Chinaski agarra de nuevo la botella y da otro largo trago. Sé cómo sigue la historia. Consigue volver a los Ángeles enrolándose en una cuadrilla ferroviaria y vive en casa de sus padres durante un tiempo. Cuando se recupera vuelve a irse, y poco después conoce a Jane en un bar, una de las relaciones más importantes y dolorosas que tuvo, y se va a vivir con ella. Lo más curioso de este periodo de diez años es que no escribe nada. Diez años de silencio, sin intentar publicar. Le derrotaron el hambre, los vagabundeos y, sobre todo, los rechazos de las revistas. Pero todo cambia cuando está a punto de morir con treinta y cinco años de una úlcera sangrante.

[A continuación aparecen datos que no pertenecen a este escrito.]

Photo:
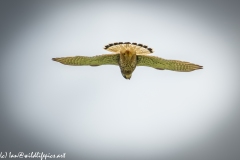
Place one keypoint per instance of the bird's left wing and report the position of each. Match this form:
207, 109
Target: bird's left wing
161, 64
105, 59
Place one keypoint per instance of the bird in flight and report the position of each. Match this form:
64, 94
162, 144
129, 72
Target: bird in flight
128, 56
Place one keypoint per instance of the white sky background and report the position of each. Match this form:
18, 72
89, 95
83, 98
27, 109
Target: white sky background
94, 111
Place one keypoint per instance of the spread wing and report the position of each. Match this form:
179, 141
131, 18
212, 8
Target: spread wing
105, 59
161, 64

- Ah, sí, esa historia es de mis favoritas. Los médicos me dejaron agonizando en un sótano oscuro, una especie de sala de desahuciados, durante dos días. Fue horrible. Según escuché decir a una enfermera de ahí salía vivo uno de cada cincuenta pacientes. El ascensor al depósito de cadáveres estaba muy activo, trasladaban a tres o cuatro cada noche. Tuve suerte y el tercer día descubrieron que mi padre tenía abonos de sangre y empezaron con las transfusiones. Sobreviví y el doctor, antes de darme el alta, me advirtió que si volvía a beber moriría. Al principio me contuve, pero a las dos semanas ya estaba bebiendo como antes. Pero lo importante es que de alguna forma... renací. Me sentía distinto. Me compré una máquina de escribir de segunda mano y volví a escribir. Pero mis dedos ahora acariciaban el poema, creaban una especie de charla de bar, sin lírica ni canto, pero real. Sentía que la vida me había dado una segunda oportunidad para abrazar mi destino y, en ese impasse de diez años, de forma inconsciente, había encontrado mi estilo propio, lo que me definía y diferenciaba de todos los demás. Y siempre que volvía el anhelo del suicidio, cada vez que bebía demasiado, o quería tumbarme por la noche en mitad de la carretera deseando que pasara un coche y acabara con todo, cada vez que volvía del trabajo con todo el cuerpo dolorido, odiando cada una de las horas que había perdido por una miserable paga... volvía ese resplandor, volvía esa necesidad de alejar la mano del cable, de levantarme de la cama y dejar algo por escrito. Pero no te equivoques: no soy ningún héroe al que admirar. Solo tuve la suerte de encontrar algo que me hacía feliz, por lo que merecía la pena luchar y seguir adelante, a pesar, muchas veces, de mí mismo.
Se levanta me pone la mano en el hombro y se despide
- La inmortalidad está sobrevalorada, intenta encontrar tu camino y sigue adelante.